The CIA director didn’t comment on the multiplying reports that the Trump White House has known for months, if not a year, about CIA reports that a Russian military intelligence unit offered bounties to Afghan rebels who killed American soldiers.
She didn’t respond to Trump’s claim that U.S. intelligence officials told him “they told did not find the info credible,” at least not directly.
Haspel didn’t say anything about Russia.
But in two paragraphs of bureaucratic boilerplate, Haspel all but confirmed that the CIA delivered timely, sensitive information about the bounty offer to the White House. That was the rebuke. The veiled message was gift-wrapped with language criticizing leaks that might appeal to the president and his loyalists. That was the small favor.
Here’s how Haspel put it:
“When developing intelligence assessments, initial tactical reports often require additional collection and validation.
In other words, the CIA needs time to corroborate real threats to U.S. forces. But, she added, CIA distributes preliminary intelligence findings widely to increase readiness.
In general, preliminary Force Protection information is shared throughout the national security community—and with U.S. allies—as part of our ongoing efforts to ensure the safety of coalition forces overseas.
The clear implication is that recent news reports on the Russian bounty have described this internal CIA process. Haspel does not say those reports were inaccurate. She said:
Leaks compromise and disrupt the critical interagency work to collect, assess, and ascribe culpability.

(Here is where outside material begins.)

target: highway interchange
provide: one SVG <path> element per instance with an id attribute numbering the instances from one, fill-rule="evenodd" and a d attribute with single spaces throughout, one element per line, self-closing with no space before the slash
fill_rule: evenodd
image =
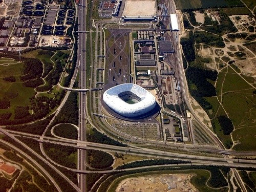
<path id="1" fill-rule="evenodd" d="M 97 149 L 108 152 L 117 152 L 118 153 L 148 156 L 152 158 L 179 159 L 185 160 L 189 162 L 189 163 L 188 164 L 174 164 L 171 165 L 173 166 L 180 166 L 187 165 L 188 164 L 206 165 L 211 164 L 228 166 L 232 168 L 238 167 L 247 168 L 251 167 L 256 168 L 256 161 L 254 160 L 230 158 L 229 158 L 227 156 L 227 155 L 234 156 L 241 156 L 243 155 L 252 156 L 256 154 L 256 152 L 253 151 L 248 152 L 236 152 L 225 150 L 223 145 L 218 138 L 215 135 L 212 134 L 212 133 L 209 130 L 207 127 L 206 127 L 205 125 L 197 118 L 196 116 L 194 113 L 193 110 L 192 108 L 191 104 L 189 102 L 189 93 L 188 92 L 188 89 L 187 86 L 185 74 L 183 69 L 183 65 L 181 59 L 180 47 L 179 34 L 178 32 L 173 32 L 171 34 L 171 38 L 173 40 L 175 43 L 174 44 L 174 46 L 176 51 L 175 52 L 175 55 L 173 58 L 175 60 L 177 64 L 176 66 L 177 68 L 176 69 L 176 73 L 179 74 L 179 77 L 180 80 L 181 89 L 183 100 L 189 108 L 192 114 L 194 115 L 197 123 L 199 124 L 202 127 L 205 128 L 204 129 L 205 130 L 209 132 L 209 133 L 211 136 L 213 138 L 213 139 L 214 140 L 216 143 L 218 144 L 218 147 L 217 148 L 213 147 L 212 146 L 195 146 L 195 145 L 184 145 L 181 144 L 170 144 L 166 143 L 164 143 L 161 141 L 145 141 L 143 140 L 140 140 L 138 138 L 135 140 L 134 138 L 133 138 L 128 135 L 126 135 L 120 132 L 118 130 L 115 130 L 109 125 L 107 124 L 105 124 L 104 125 L 101 124 L 101 125 L 106 126 L 109 130 L 111 130 L 112 133 L 114 135 L 115 135 L 116 137 L 125 139 L 127 140 L 131 141 L 133 142 L 136 141 L 136 142 L 138 143 L 141 142 L 144 144 L 151 144 L 153 145 L 152 146 L 157 146 L 157 145 L 158 145 L 159 146 L 161 146 L 164 149 L 165 148 L 164 148 L 166 147 L 167 149 L 165 151 L 164 150 L 161 149 L 160 150 L 150 149 L 138 147 L 135 145 L 132 144 L 131 145 L 130 147 L 121 147 L 87 141 L 85 137 L 86 134 L 86 124 L 89 124 L 93 127 L 95 127 L 97 125 L 98 125 L 99 124 L 101 123 L 94 119 L 93 115 L 92 114 L 92 113 L 93 112 L 93 110 L 95 110 L 95 109 L 97 107 L 96 106 L 99 106 L 99 103 L 96 103 L 94 101 L 93 105 L 92 107 L 94 109 L 92 110 L 92 110 L 90 111 L 90 112 L 88 112 L 88 109 L 86 106 L 87 106 L 87 102 L 88 102 L 88 101 L 90 101 L 90 100 L 89 100 L 87 98 L 88 97 L 88 93 L 87 93 L 89 92 L 90 93 L 90 94 L 93 94 L 93 95 L 95 96 L 95 93 L 94 93 L 95 92 L 93 92 L 93 93 L 92 93 L 92 90 L 95 91 L 96 89 L 96 91 L 99 91 L 99 92 L 100 93 L 101 92 L 100 90 L 102 88 L 102 87 L 96 87 L 96 80 L 95 79 L 95 78 L 94 78 L 96 76 L 96 73 L 97 73 L 97 68 L 96 67 L 94 67 L 94 70 L 93 71 L 91 72 L 91 76 L 90 77 L 91 80 L 89 84 L 89 87 L 86 87 L 86 60 L 89 59 L 90 60 L 92 60 L 92 57 L 89 58 L 86 58 L 86 52 L 87 51 L 86 47 L 86 41 L 88 40 L 88 38 L 87 38 L 87 36 L 89 36 L 89 34 L 88 34 L 88 32 L 86 32 L 87 30 L 86 22 L 85 22 L 86 20 L 86 15 L 88 14 L 86 6 L 87 4 L 87 2 L 86 1 L 84 0 L 81 1 L 79 6 L 77 6 L 77 12 L 78 13 L 77 19 L 78 20 L 78 21 L 79 25 L 78 32 L 79 32 L 77 38 L 78 44 L 77 50 L 78 58 L 77 61 L 77 67 L 76 68 L 74 76 L 73 78 L 72 78 L 70 84 L 70 86 L 69 88 L 66 88 L 69 91 L 68 91 L 67 95 L 64 99 L 61 104 L 58 108 L 55 116 L 57 116 L 60 111 L 60 109 L 61 108 L 65 103 L 70 92 L 70 91 L 75 90 L 75 89 L 72 88 L 72 86 L 76 78 L 75 77 L 79 73 L 80 77 L 79 85 L 80 88 L 79 89 L 79 90 L 76 90 L 76 91 L 79 91 L 80 92 L 79 104 L 79 129 L 78 131 L 78 140 L 68 140 L 65 138 L 56 139 L 54 138 L 46 137 L 44 136 L 45 132 L 42 136 L 37 136 L 32 134 L 18 132 L 8 131 L 5 130 L 2 128 L 0 128 L 0 131 L 1 132 L 9 136 L 16 141 L 18 142 L 20 145 L 27 148 L 32 153 L 35 155 L 36 155 L 38 158 L 43 161 L 47 165 L 53 169 L 60 175 L 64 179 L 66 180 L 77 191 L 85 192 L 87 191 L 85 186 L 86 182 L 85 173 L 93 172 L 108 173 L 116 171 L 116 170 L 115 170 L 104 171 L 93 171 L 86 170 L 86 164 L 85 158 L 86 149 Z M 170 5 L 170 7 L 169 7 L 170 12 L 171 13 L 175 13 L 175 4 L 173 1 L 171 1 L 170 4 L 171 4 Z M 96 28 L 96 34 L 97 34 L 98 33 L 99 33 L 100 34 L 99 36 L 100 39 L 99 40 L 100 42 L 99 45 L 98 44 L 98 35 L 96 35 L 96 40 L 95 41 L 95 50 L 97 50 L 98 47 L 99 48 L 100 51 L 99 53 L 100 55 L 105 54 L 102 50 L 103 49 L 104 52 L 105 52 L 105 48 L 106 47 L 105 45 L 105 36 L 103 36 L 104 31 L 102 30 L 102 28 L 103 28 L 104 25 L 106 23 L 109 22 L 109 21 L 99 21 L 97 22 L 94 23 Z M 91 42 L 91 30 L 90 33 L 90 40 Z M 102 44 L 103 42 L 104 42 L 104 43 Z M 91 42 L 91 43 L 92 42 Z M 104 48 L 103 48 L 103 46 Z M 92 52 L 92 46 L 91 46 L 91 48 L 90 51 Z M 97 55 L 94 55 L 92 57 L 94 57 L 94 60 L 95 61 L 97 60 Z M 172 59 L 173 59 L 173 58 Z M 99 62 L 99 63 L 97 64 L 98 67 L 104 68 L 105 67 L 105 62 L 103 62 L 103 63 L 102 62 L 101 60 Z M 93 63 L 92 63 L 92 64 L 93 64 Z M 101 72 L 101 71 L 100 73 Z M 104 80 L 104 77 L 102 77 L 101 74 L 100 76 L 100 81 L 103 81 Z M 101 79 L 100 79 L 101 78 L 102 78 Z M 93 79 L 94 78 L 94 79 Z M 93 87 L 94 88 L 93 88 Z M 100 98 L 100 93 L 99 93 L 98 97 L 98 98 Z M 100 131 L 100 130 L 99 131 Z M 27 137 L 28 138 L 35 139 L 40 142 L 41 151 L 44 156 L 44 158 L 43 158 L 42 156 L 36 153 L 32 149 L 23 143 L 16 137 L 17 136 L 21 135 L 22 135 L 24 137 Z M 26 154 L 23 152 L 19 149 L 18 148 L 14 146 L 11 146 L 10 144 L 4 141 L 1 141 L 1 142 L 4 142 L 5 144 L 9 146 L 10 147 L 11 147 L 15 150 L 19 152 L 21 154 L 23 154 L 24 156 L 27 156 L 28 160 L 35 165 L 36 165 L 40 171 L 44 172 L 45 175 L 49 178 L 50 180 L 52 181 L 53 184 L 56 188 L 57 190 L 59 191 L 61 191 L 59 187 L 54 181 L 54 178 L 52 178 L 51 175 L 47 173 L 47 170 L 45 170 L 43 166 L 37 162 L 36 162 L 33 158 L 28 156 L 26 156 Z M 72 171 L 77 173 L 79 184 L 78 186 L 76 186 L 63 173 L 56 168 L 55 166 L 61 166 L 61 165 L 58 164 L 47 156 L 44 153 L 42 147 L 42 143 L 44 142 L 48 142 L 51 143 L 72 146 L 77 148 L 78 158 L 77 169 L 66 168 L 68 169 L 69 169 L 71 171 Z M 168 147 L 169 147 L 169 148 L 168 148 Z M 170 149 L 172 148 L 175 148 L 176 147 L 177 148 L 180 147 L 183 149 L 184 148 L 187 148 L 188 151 L 190 151 L 191 152 L 197 151 L 201 152 L 207 151 L 209 153 L 213 153 L 215 155 L 217 154 L 223 154 L 223 157 L 220 157 L 219 155 L 218 156 L 217 155 L 212 156 L 199 156 L 198 155 L 191 155 L 188 153 L 187 154 L 183 154 L 168 151 L 168 148 Z M 186 151 L 186 150 L 183 150 L 183 151 Z M 170 165 L 168 165 L 168 166 L 169 165 L 171 166 Z M 166 165 L 158 165 L 157 166 L 161 167 L 166 166 Z M 155 167 L 156 166 L 154 166 L 154 167 Z M 152 166 L 149 166 L 126 169 L 124 170 L 132 170 L 143 169 L 145 168 L 149 168 L 152 167 L 153 167 Z M 246 191 L 245 189 L 243 182 L 241 181 L 240 177 L 238 175 L 236 171 L 234 169 L 233 170 L 233 172 L 235 172 L 235 176 L 239 182 L 239 185 L 240 187 L 241 188 L 243 191 Z"/>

This is pretty standard fare for a CIA director, and Haspel sound any alarms, so the embattled president may not be appeased. Haspel went on to underscore the agency’s position that the Russian threat in Afghanistan was real.
Hostile states’ use of proxies in war zones to inflict damage on U.S. interests and troops is a constant, longstanding concern.
Haspel stressed the CIA only brief “reliable intelligence,” and she said the CIA was determined to protect American forces.
CIA will continue to pursue every lead; analyze the information we collect with critical, objective eyes; and brief reliable intelligence to protect U.S. forces deployed around the world.”
Which begs the questions everybody is asking: Was President Trump determined to protect American troops? Or his friendship with Russian President Vladimir Putin?
Haspel’s Way
In her twenty five months as director, Haspel has zig-zagged between staking out independent positions from Trump and currying favor with him.
Much to the annoyance of the White House, Haspel backed the CIA’s finding that Saudi Crown Prince Mohammed bin Salman, friend and business partner of Jared Kushner, ordered the assassination of Washington Post columnist Jamal Khashoggi. When Haspel testified accurately in January 2019, that Iran remained in compliance with the international nuclear pact, Trump threw a hissy fit.
Other times, Haspel curries favor with Trump. Once, in an unbidden public statement, she described him as an “engaged and knowledgable” consumer of intelligence, a claim no fact checker can verify. Haspel stood and cheered during Trump’s State of the Union address, something that, by tradition, generals and Supreme Court justices and CIA directors never do. Her “hero worship” betrayed the agency’s mission, said one ex-officer.
Now she seems to be tacking away from Trump as he struggles to explain his response to the CIA’s reports.